The first time I saw her, with that mottled fur and skin tail, I thought she was a possum.
As soon as it was clear she was a dog, it was also clear she’d been abandoned. And mistreated beyond belief. Her fur was matted, her skin was scabbed over, she was covered in fleas. She didn’t bark at me—or anyone—that day. All her fight was gone.
I couldn’t leave her out there like that. I found a vet clinic with late hours and took her in. It turned out she had a broken leg, too. It was going to be three hundred dollars to fix it.
“What if I can’t afford that?” I asked.
The vet looked at Pickle, then back at me. “Then probably the kindest thing would be to put her down.”
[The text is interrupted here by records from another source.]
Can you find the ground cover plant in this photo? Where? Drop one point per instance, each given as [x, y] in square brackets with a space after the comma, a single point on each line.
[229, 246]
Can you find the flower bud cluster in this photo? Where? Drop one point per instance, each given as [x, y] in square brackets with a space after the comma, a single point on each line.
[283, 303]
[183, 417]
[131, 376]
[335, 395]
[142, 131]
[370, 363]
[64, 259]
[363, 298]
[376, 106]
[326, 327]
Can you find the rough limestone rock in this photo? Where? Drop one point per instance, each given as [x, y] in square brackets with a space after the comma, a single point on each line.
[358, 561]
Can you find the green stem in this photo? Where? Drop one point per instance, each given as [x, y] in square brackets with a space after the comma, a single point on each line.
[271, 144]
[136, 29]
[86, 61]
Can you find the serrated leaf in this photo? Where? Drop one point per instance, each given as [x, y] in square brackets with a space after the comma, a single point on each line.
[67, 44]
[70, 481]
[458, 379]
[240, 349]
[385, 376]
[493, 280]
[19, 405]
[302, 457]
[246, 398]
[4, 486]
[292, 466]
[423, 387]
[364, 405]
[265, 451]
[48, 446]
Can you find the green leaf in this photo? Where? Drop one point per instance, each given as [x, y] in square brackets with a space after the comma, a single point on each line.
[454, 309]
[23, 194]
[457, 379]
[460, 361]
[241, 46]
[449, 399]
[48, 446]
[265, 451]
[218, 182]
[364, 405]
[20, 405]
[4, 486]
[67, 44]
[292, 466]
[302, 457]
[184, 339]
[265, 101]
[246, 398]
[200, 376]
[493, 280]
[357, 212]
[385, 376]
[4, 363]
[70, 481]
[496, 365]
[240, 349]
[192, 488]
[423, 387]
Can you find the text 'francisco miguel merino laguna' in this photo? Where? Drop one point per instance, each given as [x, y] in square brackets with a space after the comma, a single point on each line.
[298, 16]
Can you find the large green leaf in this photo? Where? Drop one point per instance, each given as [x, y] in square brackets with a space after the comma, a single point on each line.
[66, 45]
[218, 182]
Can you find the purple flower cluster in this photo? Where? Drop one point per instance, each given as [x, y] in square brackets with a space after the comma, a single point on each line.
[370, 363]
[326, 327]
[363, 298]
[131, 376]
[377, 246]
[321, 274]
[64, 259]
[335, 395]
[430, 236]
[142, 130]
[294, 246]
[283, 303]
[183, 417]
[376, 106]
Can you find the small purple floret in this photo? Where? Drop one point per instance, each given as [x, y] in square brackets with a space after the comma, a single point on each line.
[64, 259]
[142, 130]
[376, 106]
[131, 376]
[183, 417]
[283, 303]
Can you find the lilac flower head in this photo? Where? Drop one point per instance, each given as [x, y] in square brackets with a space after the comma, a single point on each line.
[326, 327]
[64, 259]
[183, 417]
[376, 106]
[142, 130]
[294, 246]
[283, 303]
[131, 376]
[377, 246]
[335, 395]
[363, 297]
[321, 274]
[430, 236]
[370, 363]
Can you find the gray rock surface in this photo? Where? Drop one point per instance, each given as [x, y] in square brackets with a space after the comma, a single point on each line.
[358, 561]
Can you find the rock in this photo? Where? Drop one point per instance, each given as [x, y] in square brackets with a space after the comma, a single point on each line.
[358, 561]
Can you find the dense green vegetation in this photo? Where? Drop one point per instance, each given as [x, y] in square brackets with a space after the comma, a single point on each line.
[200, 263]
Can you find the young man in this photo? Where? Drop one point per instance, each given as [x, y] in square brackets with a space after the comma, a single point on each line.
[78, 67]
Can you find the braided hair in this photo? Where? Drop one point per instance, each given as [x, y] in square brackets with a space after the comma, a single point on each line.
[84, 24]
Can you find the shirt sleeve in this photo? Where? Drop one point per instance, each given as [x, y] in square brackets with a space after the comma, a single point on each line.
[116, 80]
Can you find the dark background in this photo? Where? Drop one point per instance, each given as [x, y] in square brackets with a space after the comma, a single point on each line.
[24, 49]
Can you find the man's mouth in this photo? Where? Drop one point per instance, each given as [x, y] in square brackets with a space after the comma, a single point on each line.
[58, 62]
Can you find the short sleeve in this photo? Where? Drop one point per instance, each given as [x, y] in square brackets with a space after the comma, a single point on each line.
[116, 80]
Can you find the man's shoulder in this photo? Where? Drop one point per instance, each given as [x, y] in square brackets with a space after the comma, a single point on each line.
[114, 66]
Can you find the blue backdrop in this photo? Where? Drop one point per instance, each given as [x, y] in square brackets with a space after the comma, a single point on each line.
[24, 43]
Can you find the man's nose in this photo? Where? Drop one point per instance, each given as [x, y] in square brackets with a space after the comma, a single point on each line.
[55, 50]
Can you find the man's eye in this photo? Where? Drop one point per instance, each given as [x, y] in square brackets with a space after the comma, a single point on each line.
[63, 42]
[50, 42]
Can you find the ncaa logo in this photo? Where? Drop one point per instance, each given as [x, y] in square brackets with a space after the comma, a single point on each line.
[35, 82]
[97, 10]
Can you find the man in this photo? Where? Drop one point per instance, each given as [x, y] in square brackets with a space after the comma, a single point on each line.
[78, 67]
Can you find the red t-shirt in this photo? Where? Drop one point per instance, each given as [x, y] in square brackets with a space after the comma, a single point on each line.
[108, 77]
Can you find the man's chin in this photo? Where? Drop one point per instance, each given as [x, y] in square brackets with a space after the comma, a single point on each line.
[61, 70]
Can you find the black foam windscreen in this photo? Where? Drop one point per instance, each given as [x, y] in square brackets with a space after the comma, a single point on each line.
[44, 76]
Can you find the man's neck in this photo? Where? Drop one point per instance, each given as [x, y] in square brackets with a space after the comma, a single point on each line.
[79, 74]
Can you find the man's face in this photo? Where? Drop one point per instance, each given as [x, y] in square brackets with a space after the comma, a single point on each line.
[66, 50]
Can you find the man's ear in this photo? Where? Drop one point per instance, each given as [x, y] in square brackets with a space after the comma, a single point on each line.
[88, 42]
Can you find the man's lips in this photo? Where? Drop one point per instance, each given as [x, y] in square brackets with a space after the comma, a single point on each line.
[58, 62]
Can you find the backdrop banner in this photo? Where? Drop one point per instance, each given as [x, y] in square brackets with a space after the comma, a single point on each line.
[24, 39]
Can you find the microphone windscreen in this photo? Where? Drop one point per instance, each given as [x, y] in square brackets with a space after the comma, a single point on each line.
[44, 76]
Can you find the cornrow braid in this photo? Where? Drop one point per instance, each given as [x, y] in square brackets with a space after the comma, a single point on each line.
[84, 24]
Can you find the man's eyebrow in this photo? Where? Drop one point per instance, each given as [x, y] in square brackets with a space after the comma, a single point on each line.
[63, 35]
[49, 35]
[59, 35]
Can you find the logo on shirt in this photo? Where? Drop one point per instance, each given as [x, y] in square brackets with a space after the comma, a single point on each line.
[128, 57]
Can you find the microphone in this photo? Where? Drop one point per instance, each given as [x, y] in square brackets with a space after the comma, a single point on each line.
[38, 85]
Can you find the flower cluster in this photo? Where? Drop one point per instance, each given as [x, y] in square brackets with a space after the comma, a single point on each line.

I paid the three hundred dollars. And with that, she was mine.
As she recovered her strength, she also recovered her abiding hatred for all living creatures. In theory, I admired her moxie, but in practice she was a grade-A pain in the ass.
“It sounds like she’s got some post-traumatic stress disorder,” Windy said then.
“We’re talking about a dog, of course,” I pointed out.
“Whoever tied her up to that pole outside your apartment really did a number on her. The defense strategies she developed when her life was unsafe made sense at the time—but now she can’t let them go.”
“We’re going to psychoanalyze my dog?”
“Hello? That’s what I do.”
“Well,” I said, “she’s unfixable. I called in a trainer—at seventy bucks an hour—and he gave me a whole program, and I followed it to the letter for months, and it didn’t work.”
“Did he tell you to become an alpha?”
“Yes.”
“And why do you think it didn’t work?”
“Because Pickle is the alpha,” I said. “She’s way meaner than I am.”